There are just longer breaks between it.  It.  The sneak grief attack.  It happened again today.  Why today?  Why not?  I am subtly aware that 25 years ago today we moved into our beautiful home in California.  The home that was filled with life, love, joy and grief and sorrow and recovery.  And I am glad to have let it go.  Today it was music.  Don't Stop by Fleetwood Mac.  The signature song of RuMoRs.  The song they closed with at every gig.  It snuck up on me.  The wailing cry coming deep from within, the expulsion of all of the feeling mixed together--the missing, the fear of the future, the frustration with my misbehaving heart, the letting go, the surrender, again.  Then the hour spent searching desperately through files to find a recording of a gig with Don't Stop. I wanted to hear HIM counting in the band and hear HIM play the finale with the final crash on the cymbal.  In my mind's eye I could see him grabbing the edge of the crash to quiet it, leaning forward over his snare looking at his band mates with that smile, drench in sweat.  The exchanges between them, enveloped in the bliss of having come together to play an awesome gig, each giving from the depth their soul to an appreciative audience, happy and smiling from an evening on the dance floor.  The exhilaration and the exhaustion in his stance.  But most of all the joy and the contentment of doing what he loved.  

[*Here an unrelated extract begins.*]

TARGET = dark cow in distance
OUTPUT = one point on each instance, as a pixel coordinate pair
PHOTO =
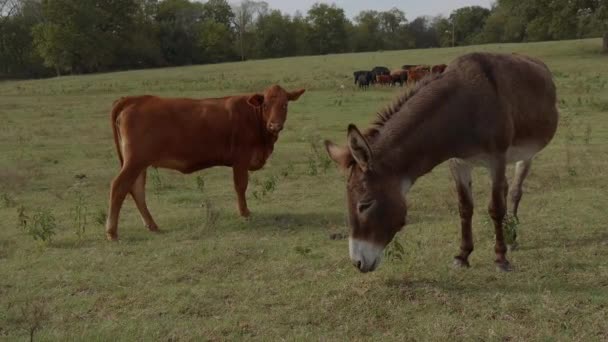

There was nothing left to do but break down.  I would dismantle the sound system, wrapping cords--the one's with the green tape were ours, the ones with the blue tape were Dave's, the one's with red tape were Bruce's (is that right?), collecting the snake and winding it back into its black and yellow box until the next gig.  Tom breaking down the drum kit, putting the hardware and stands into their rolling case, the cymbals (the crash, the splash, the ride, the gong and the high hat) into their case, and stacking the drums for me to put into their cases once the sound board and all of the pieces were packed up. I had a system for putting each drum into its individual case, with a minimal of wrestling between drum and case and me.  Tom would load the car, there an order to that as well.  Everything had to go in a specific way in the game of Tetris to get all of the piece into the Jeep and later the CRV.  I would drive home, Tom being so tired from playing.  They say that drummers are elite athletes given how physical it is to play with all four limbs doing something different.  It was usually a short drive home where we would unload everything into the garage (also known as the drum storage room) and yes, there was a technique for how things were put away.  We'd let Zora out for her nighttime zoomies, she had been alone all evening and had energy to expend.  Once inside, we would partake of our traditional post-gig snack of White Castle sliders, potato chips and Trader Joe's dill pickles. As we ate, with Zora giving us the death stare waiting on a chip, we would discuss the gig, who had missed a cue, how the band sounded in the back of the house, and could everyone hear their monitors?  And then we would head to bed, tired and sore and spent, together, looking forward to doing it all again on another night in another venue.

Oh how I miss these times, the being a part of, doing what I could, watching and supporting the band to be the best they could be on any given night.